Volcanoes can make their own weather. If you didn’t know that by now, where’ve you been? You’ve got volcanic lightning and thunder, volcanic fog, pyrocumulus clouds – lava-driven thunderstorm clouds – and more.
Kilauea, not one to shy away from all these meteorological shenanigans, has also recently been spotted producing lavanadoes, otherwise known as volcanic tornadoes.
Now, to be fair, they’re not technically called that. There isn’t actually a term for them at all, and meteorologists and volcanologists have been chatting about what names to give certain phenomena. Considering how things like volcanic fog and volcanic haze become “vog” and “laze”, though, we’d vote for lavanado.
The image of the somewhat rare lavanado on Kilauea’s flanks was first captured by photographer Anthony Quintano of Honolulu Civil Beat. It’s since appeared in a few places, including the Washington Post. It’s exactly what it looks like – a spinning vortex of air, flinging lava blebs all over the place as it’s partly fueled by the searing ground beneath it.
— Anthony Quintano (@AnthonyQuintano) May 31, 2018
This lavanado was spotted near the hardworking Fissure 8 in the Lower East Rift Zone (LERZ).
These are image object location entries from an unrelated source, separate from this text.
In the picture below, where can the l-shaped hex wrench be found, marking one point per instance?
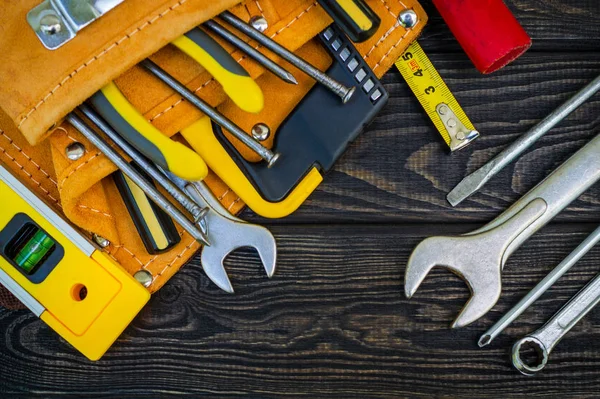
(479, 257)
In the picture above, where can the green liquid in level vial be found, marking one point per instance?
(36, 249)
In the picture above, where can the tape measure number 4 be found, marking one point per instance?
(435, 97)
Fairly overactive compared to most of its brethren, this fissure has been tapping deep magmatic sources, generating lava fountains at temperatures of 1,116°C (2,040°F) – pretty much as hot as lava can get.
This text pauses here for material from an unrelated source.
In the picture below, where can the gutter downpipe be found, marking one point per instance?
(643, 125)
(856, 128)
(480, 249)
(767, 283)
— Dr Janine Krippner (@janinekrippner) May 31, 2018
It’s also generating lava fountains, shooting up into the sky at heights exceeding that of 20-story buildings. In fact, so much lava’s spattering out of this fissure that it’s generating its own cinder cone, a small volcanic mound-like feature.
Highest temps ~2040 degrees F pic.twitter.com/8uMtvaix3J
— USGS Volcanoes🌋 (@USGSVolcanoes) June 4, 2018
All this thermal energy is helping to drive the emergence of those aforementioned pyrocumulus clouds, and, as it so happens, a lavanado or two here and there – but how?
Tornadoes, normally, are inextricably linked to the development of thunderstorms.
First, you get an updraft of warm air that dumps plenty of moisture in the sky as it cools. This can lead to the development of a thunderstorm cloud, and the natural rotation of winds at height causes a thunderstorm cloud to rotate. Descending currents of cold, dense air help focus this rotation, and if it’s focused enough, you can get a tornado.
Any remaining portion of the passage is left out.